R. L. Gerhart Company's Ryan monoplane advertised El Capitan Coffee. Pilot Jesse Jones stands at left. This is thought to be the first business aircraft purchased by a Lancaster County company. It was the sister ship of the Ryan "Spirit of St. Louis" flown by Charles Lindbergh from New York to Paris in May 1927.
The Curtiss Condor airplane visited the new Lancaster Municipal Airport to sell rides, day or night, to Lancaster countians. The pilot was the famed transatlantic flyer Clarence Chamberlin.
Committee to choose a site for the new Municipal Airport included members of Lancaster Chamber of Commerce, American Business Club and Lancaster Aero Club. Pictured left to right are Jesse P. Jones, Sumner L. Brown, George P. Luckey, A.D. Howry, John H. Carter, Charles B. Weise, F.K. Brinkman, W.S. Raub, H.M. Hersh, William D. Grant, S.R. Slaymaker and G.W. Birrell.
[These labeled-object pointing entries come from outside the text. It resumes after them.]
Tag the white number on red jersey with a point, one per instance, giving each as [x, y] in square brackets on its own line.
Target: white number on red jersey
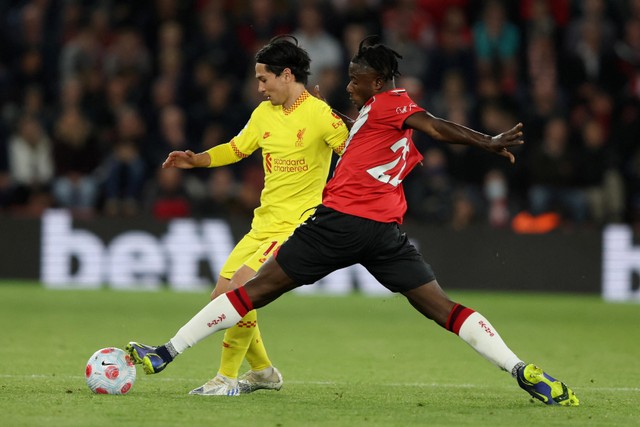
[380, 172]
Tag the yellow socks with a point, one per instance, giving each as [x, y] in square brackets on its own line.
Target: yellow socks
[240, 341]
[257, 354]
[236, 343]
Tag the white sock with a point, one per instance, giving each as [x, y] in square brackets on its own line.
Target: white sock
[217, 315]
[479, 334]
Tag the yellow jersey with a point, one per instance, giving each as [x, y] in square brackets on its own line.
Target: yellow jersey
[296, 148]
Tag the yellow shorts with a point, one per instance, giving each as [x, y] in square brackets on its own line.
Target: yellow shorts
[252, 251]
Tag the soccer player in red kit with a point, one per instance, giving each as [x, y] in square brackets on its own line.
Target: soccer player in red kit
[359, 221]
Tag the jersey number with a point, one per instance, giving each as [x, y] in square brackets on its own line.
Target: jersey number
[380, 172]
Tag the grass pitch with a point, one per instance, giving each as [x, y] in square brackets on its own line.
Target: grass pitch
[347, 361]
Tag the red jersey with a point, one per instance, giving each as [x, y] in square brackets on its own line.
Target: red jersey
[379, 153]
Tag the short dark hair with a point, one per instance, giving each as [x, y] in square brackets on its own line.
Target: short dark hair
[283, 52]
[381, 58]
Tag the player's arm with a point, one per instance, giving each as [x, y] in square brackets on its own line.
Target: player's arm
[446, 131]
[220, 155]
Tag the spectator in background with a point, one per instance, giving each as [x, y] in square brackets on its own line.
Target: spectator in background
[264, 20]
[624, 136]
[214, 109]
[321, 46]
[363, 13]
[216, 44]
[591, 64]
[430, 192]
[496, 191]
[597, 164]
[409, 31]
[166, 197]
[125, 168]
[627, 52]
[497, 41]
[453, 52]
[76, 157]
[221, 197]
[30, 166]
[5, 180]
[171, 136]
[594, 14]
[129, 59]
[554, 175]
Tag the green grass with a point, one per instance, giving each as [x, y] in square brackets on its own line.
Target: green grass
[347, 361]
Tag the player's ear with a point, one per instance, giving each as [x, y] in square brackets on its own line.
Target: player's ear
[288, 75]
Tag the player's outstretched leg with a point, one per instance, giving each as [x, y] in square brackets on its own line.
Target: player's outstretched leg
[544, 387]
[218, 386]
[152, 359]
[266, 379]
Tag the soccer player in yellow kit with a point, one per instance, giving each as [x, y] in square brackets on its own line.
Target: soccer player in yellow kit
[297, 133]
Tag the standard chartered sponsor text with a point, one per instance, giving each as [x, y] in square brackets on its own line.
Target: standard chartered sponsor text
[290, 165]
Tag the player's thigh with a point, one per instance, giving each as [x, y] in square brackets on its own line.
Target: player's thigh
[245, 259]
[395, 262]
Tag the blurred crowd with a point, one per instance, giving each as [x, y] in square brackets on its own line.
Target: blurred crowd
[95, 93]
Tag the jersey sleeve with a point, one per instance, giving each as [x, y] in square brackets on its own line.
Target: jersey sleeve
[399, 107]
[336, 132]
[247, 140]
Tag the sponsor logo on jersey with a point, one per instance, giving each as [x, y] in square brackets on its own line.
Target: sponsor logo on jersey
[300, 136]
[405, 108]
[272, 164]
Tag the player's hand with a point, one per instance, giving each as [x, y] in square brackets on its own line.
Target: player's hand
[500, 144]
[180, 159]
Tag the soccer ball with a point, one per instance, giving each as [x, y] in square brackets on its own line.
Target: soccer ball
[110, 371]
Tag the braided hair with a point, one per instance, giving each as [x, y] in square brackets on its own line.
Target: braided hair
[283, 52]
[379, 57]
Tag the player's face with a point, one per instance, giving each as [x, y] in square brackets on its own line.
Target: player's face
[363, 84]
[270, 86]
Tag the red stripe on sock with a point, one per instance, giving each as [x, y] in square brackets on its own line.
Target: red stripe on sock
[240, 301]
[457, 317]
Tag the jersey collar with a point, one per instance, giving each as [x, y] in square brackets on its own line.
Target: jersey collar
[303, 96]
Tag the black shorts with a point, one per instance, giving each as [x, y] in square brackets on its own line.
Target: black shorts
[329, 240]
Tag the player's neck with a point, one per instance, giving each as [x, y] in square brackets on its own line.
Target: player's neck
[294, 94]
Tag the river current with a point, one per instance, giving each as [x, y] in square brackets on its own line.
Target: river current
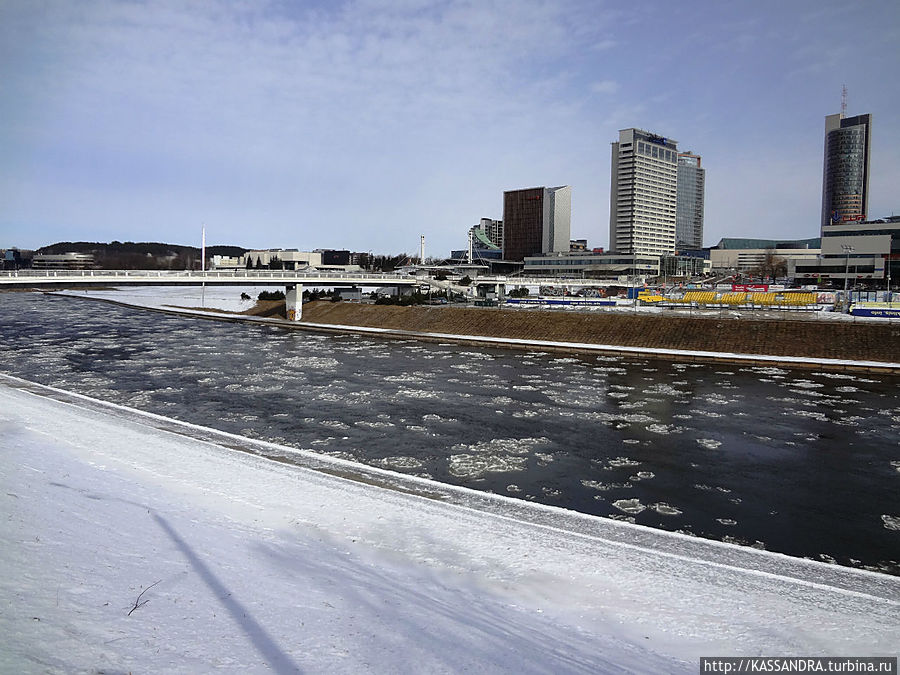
[801, 462]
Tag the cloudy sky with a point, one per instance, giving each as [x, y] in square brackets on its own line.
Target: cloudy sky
[362, 124]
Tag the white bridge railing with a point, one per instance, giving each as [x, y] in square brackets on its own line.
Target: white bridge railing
[195, 276]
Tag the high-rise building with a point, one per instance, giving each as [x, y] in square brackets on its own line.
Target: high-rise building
[689, 208]
[536, 220]
[643, 193]
[845, 176]
[491, 229]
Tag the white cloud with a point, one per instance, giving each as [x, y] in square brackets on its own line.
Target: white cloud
[605, 87]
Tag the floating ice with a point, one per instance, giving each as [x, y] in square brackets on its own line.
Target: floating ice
[623, 462]
[309, 362]
[812, 414]
[475, 466]
[665, 429]
[603, 487]
[718, 399]
[806, 384]
[374, 425]
[632, 506]
[663, 389]
[664, 509]
[516, 446]
[891, 522]
[403, 463]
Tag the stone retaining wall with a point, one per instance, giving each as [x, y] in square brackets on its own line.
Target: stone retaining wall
[775, 337]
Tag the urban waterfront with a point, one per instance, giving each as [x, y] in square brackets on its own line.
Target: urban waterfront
[802, 462]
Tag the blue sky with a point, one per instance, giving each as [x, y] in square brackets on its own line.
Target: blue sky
[364, 124]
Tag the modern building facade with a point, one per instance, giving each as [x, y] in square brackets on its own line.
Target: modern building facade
[492, 231]
[845, 176]
[643, 193]
[536, 220]
[689, 206]
[865, 253]
[732, 255]
[591, 265]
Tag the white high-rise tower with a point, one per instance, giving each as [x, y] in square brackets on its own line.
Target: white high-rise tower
[643, 193]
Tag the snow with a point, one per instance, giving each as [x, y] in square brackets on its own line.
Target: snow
[263, 566]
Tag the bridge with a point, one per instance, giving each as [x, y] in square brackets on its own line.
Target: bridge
[292, 281]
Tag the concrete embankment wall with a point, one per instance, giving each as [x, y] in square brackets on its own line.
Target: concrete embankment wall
[772, 337]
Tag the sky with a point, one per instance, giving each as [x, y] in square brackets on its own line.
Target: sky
[364, 124]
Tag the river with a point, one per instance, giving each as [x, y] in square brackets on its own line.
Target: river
[800, 462]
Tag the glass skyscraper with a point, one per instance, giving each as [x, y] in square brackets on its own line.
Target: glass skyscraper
[689, 212]
[642, 194]
[845, 177]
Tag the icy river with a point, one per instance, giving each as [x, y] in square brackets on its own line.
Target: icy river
[801, 462]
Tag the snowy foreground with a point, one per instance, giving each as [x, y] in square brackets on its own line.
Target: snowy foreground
[252, 565]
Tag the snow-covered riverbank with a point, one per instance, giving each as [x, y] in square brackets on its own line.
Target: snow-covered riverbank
[263, 566]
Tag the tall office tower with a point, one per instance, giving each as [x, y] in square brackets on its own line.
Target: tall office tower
[536, 220]
[492, 230]
[689, 207]
[643, 193]
[845, 178]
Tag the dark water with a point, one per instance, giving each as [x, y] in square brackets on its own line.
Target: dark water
[805, 463]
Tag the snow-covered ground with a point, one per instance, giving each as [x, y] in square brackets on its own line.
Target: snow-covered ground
[252, 565]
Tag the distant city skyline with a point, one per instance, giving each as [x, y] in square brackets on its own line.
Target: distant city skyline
[356, 126]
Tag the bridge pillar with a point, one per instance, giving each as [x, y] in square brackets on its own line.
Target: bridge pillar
[293, 301]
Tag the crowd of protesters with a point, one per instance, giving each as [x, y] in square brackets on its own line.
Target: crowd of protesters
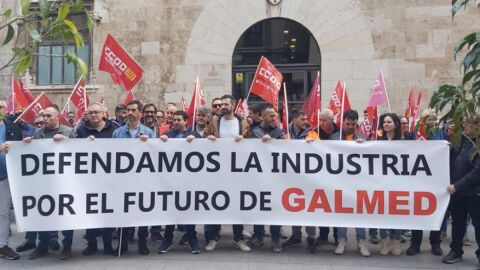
[146, 121]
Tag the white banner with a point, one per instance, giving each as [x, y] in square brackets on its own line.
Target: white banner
[79, 183]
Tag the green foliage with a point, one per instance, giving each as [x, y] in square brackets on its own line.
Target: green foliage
[9, 36]
[460, 103]
[50, 21]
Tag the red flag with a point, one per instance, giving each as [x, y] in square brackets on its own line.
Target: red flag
[184, 103]
[129, 97]
[26, 92]
[267, 82]
[379, 92]
[122, 67]
[313, 103]
[416, 111]
[335, 103]
[37, 106]
[79, 99]
[197, 101]
[285, 112]
[421, 135]
[410, 105]
[17, 101]
[242, 108]
[368, 127]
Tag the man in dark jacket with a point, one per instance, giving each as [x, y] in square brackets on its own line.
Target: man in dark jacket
[465, 191]
[267, 131]
[300, 130]
[97, 126]
[58, 132]
[180, 131]
[8, 132]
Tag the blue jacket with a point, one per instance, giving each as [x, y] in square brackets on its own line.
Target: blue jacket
[465, 174]
[274, 132]
[172, 133]
[122, 132]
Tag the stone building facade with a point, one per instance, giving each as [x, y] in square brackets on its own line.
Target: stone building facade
[174, 41]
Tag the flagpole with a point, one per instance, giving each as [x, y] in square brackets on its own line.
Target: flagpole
[286, 107]
[386, 92]
[250, 89]
[341, 111]
[28, 107]
[195, 94]
[13, 96]
[318, 93]
[377, 124]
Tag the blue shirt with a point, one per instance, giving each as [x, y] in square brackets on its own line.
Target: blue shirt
[125, 132]
[3, 161]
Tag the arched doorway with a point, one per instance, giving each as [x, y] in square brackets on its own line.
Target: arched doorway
[289, 46]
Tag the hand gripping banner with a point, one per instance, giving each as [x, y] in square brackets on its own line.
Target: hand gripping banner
[79, 183]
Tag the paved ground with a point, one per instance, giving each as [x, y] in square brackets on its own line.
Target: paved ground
[226, 257]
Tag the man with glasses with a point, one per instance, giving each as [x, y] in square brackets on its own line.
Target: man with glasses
[160, 117]
[120, 115]
[171, 109]
[149, 116]
[180, 131]
[58, 132]
[228, 125]
[8, 132]
[97, 126]
[349, 133]
[216, 107]
[201, 121]
[405, 133]
[134, 129]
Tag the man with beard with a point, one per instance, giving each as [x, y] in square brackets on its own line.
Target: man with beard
[349, 133]
[465, 191]
[267, 130]
[254, 115]
[97, 127]
[8, 132]
[228, 125]
[201, 123]
[327, 127]
[180, 131]
[160, 117]
[52, 129]
[300, 130]
[216, 106]
[149, 118]
[163, 128]
[134, 129]
[120, 115]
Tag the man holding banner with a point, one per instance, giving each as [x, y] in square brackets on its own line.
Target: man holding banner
[8, 132]
[348, 133]
[97, 127]
[134, 129]
[227, 125]
[58, 132]
[267, 131]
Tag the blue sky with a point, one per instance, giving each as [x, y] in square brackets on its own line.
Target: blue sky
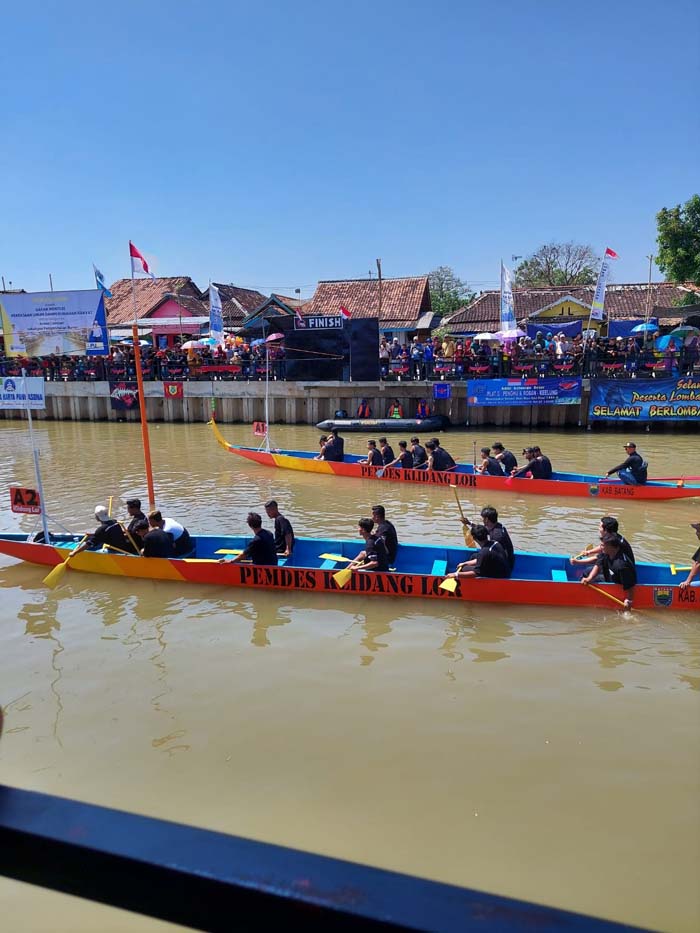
[275, 144]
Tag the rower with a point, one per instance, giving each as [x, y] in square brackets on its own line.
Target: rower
[615, 568]
[438, 458]
[608, 526]
[374, 458]
[405, 457]
[695, 566]
[155, 541]
[420, 457]
[488, 463]
[386, 451]
[133, 507]
[374, 555]
[261, 549]
[386, 531]
[490, 561]
[181, 537]
[334, 449]
[108, 533]
[633, 470]
[284, 533]
[505, 457]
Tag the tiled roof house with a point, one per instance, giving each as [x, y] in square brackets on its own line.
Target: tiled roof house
[568, 302]
[404, 301]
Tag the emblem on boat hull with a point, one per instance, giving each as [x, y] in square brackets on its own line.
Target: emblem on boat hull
[663, 596]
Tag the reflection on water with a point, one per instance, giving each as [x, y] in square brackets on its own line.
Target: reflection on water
[563, 728]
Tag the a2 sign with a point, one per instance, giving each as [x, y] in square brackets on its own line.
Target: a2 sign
[25, 501]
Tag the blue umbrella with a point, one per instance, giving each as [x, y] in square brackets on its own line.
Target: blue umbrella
[648, 328]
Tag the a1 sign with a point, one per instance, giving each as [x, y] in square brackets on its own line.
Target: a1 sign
[26, 501]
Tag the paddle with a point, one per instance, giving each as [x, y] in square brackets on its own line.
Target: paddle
[609, 595]
[54, 576]
[342, 577]
[468, 540]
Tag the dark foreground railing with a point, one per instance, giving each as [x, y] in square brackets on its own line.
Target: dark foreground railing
[211, 881]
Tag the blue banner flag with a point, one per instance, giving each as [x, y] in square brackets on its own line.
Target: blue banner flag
[491, 392]
[673, 399]
[100, 280]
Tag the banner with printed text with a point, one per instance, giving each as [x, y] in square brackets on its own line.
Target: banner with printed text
[676, 399]
[491, 392]
[41, 323]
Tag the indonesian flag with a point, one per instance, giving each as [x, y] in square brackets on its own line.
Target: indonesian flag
[139, 266]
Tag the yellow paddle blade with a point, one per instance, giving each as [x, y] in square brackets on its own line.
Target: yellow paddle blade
[342, 577]
[54, 576]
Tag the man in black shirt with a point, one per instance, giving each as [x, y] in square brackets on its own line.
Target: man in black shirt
[261, 550]
[488, 463]
[490, 561]
[284, 533]
[386, 531]
[374, 458]
[335, 448]
[133, 507]
[505, 457]
[615, 568]
[633, 470]
[420, 458]
[498, 532]
[695, 566]
[107, 534]
[155, 541]
[374, 556]
[386, 451]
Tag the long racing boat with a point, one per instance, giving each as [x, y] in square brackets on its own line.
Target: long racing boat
[464, 475]
[537, 580]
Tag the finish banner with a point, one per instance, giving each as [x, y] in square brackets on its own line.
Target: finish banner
[124, 396]
[41, 323]
[645, 400]
[492, 392]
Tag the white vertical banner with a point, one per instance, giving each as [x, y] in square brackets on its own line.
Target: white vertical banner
[216, 315]
[598, 303]
[507, 303]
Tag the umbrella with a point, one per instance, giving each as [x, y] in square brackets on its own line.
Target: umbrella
[647, 328]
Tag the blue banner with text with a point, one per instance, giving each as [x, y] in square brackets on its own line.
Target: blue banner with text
[645, 399]
[524, 391]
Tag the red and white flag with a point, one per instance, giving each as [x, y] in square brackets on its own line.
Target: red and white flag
[139, 266]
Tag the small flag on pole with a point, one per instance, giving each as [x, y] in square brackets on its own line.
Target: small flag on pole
[598, 302]
[139, 266]
[100, 280]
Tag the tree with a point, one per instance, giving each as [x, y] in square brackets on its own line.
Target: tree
[558, 264]
[679, 243]
[447, 292]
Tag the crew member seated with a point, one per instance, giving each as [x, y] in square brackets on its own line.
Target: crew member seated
[395, 410]
[490, 561]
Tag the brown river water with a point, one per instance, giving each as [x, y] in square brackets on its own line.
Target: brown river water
[546, 754]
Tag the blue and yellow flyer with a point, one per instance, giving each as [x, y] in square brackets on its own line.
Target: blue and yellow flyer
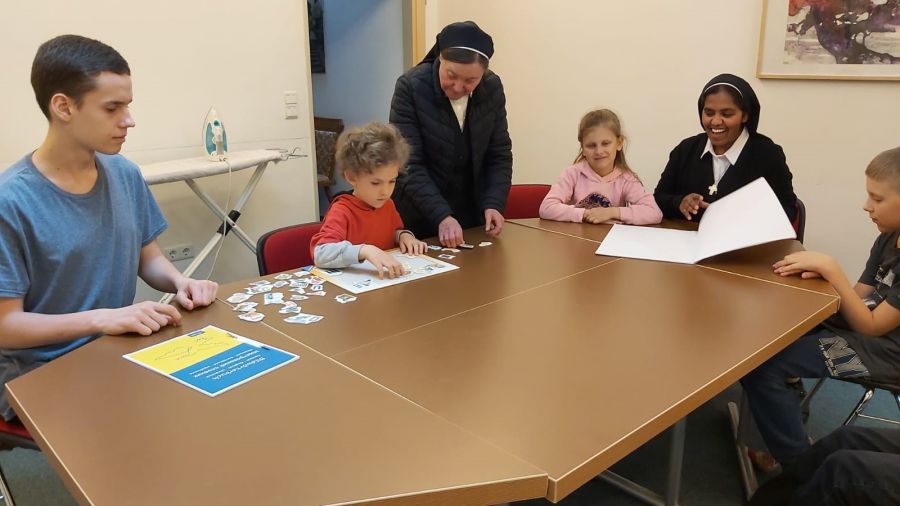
[211, 360]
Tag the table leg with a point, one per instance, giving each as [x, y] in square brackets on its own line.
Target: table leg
[673, 485]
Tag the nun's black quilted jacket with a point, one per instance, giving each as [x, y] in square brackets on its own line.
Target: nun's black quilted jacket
[425, 118]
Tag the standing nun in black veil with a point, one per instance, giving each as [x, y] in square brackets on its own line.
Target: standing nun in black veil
[452, 111]
[729, 154]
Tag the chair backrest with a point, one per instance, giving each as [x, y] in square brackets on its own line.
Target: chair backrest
[800, 221]
[14, 434]
[524, 200]
[285, 248]
[327, 132]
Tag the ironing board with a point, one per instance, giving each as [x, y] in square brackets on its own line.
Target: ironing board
[189, 169]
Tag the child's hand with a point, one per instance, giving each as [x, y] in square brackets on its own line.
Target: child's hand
[691, 204]
[450, 232]
[809, 264]
[409, 244]
[383, 262]
[598, 215]
[194, 293]
[493, 222]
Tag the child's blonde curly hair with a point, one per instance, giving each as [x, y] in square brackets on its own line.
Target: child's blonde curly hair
[364, 148]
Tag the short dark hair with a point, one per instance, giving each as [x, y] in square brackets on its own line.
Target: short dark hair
[69, 64]
[885, 167]
[464, 56]
[731, 90]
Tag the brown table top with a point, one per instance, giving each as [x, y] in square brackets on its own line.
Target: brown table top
[520, 259]
[755, 261]
[494, 376]
[311, 432]
[574, 375]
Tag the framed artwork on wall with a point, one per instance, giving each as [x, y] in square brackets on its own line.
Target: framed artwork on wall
[830, 39]
[315, 10]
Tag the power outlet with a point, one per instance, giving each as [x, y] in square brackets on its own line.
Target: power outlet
[179, 252]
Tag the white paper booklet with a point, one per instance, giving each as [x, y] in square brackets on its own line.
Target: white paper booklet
[363, 277]
[751, 215]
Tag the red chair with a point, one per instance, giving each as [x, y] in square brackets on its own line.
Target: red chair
[12, 435]
[524, 200]
[285, 248]
[800, 221]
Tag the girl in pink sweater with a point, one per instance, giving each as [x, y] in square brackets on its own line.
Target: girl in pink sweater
[600, 187]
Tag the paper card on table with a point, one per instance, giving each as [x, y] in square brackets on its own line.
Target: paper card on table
[362, 277]
[211, 360]
[751, 215]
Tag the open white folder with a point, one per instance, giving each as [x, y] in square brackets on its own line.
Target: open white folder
[751, 215]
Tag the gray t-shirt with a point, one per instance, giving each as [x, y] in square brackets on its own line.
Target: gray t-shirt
[66, 253]
[880, 354]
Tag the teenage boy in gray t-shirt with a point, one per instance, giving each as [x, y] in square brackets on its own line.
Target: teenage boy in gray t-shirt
[77, 221]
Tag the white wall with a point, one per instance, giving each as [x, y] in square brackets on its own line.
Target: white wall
[185, 57]
[363, 59]
[648, 61]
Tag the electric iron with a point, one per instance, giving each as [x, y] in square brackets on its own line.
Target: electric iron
[215, 143]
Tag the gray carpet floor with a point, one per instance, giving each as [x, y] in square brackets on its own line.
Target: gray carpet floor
[711, 475]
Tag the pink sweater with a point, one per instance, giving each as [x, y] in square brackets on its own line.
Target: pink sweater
[638, 207]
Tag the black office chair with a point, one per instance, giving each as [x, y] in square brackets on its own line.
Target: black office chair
[12, 435]
[869, 385]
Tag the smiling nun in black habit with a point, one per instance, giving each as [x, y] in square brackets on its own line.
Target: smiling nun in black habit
[451, 109]
[728, 155]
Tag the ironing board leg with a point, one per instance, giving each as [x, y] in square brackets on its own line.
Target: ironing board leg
[230, 218]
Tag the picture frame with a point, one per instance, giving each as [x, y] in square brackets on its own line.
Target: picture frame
[315, 12]
[836, 39]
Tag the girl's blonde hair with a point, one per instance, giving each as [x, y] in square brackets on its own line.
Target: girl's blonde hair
[365, 148]
[608, 119]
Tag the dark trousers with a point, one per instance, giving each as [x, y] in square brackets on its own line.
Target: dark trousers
[851, 466]
[774, 404]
Photo take December 7, 1929. William Grant, Christiana businessman and president of Lancaster Airways, Inc. was killed in an auto accident three days later.
Pilot Jesse Jones at the controls of Ryan Brougham B-5 airplane owned by Howard M. Hersh at leased to Lancaster Airways, Inc. under an agreement dated November 8, 1929. This was the first enclosed cabin airplane available for passenger service at the Manheim Pike airport which had been established by Jones in 1927.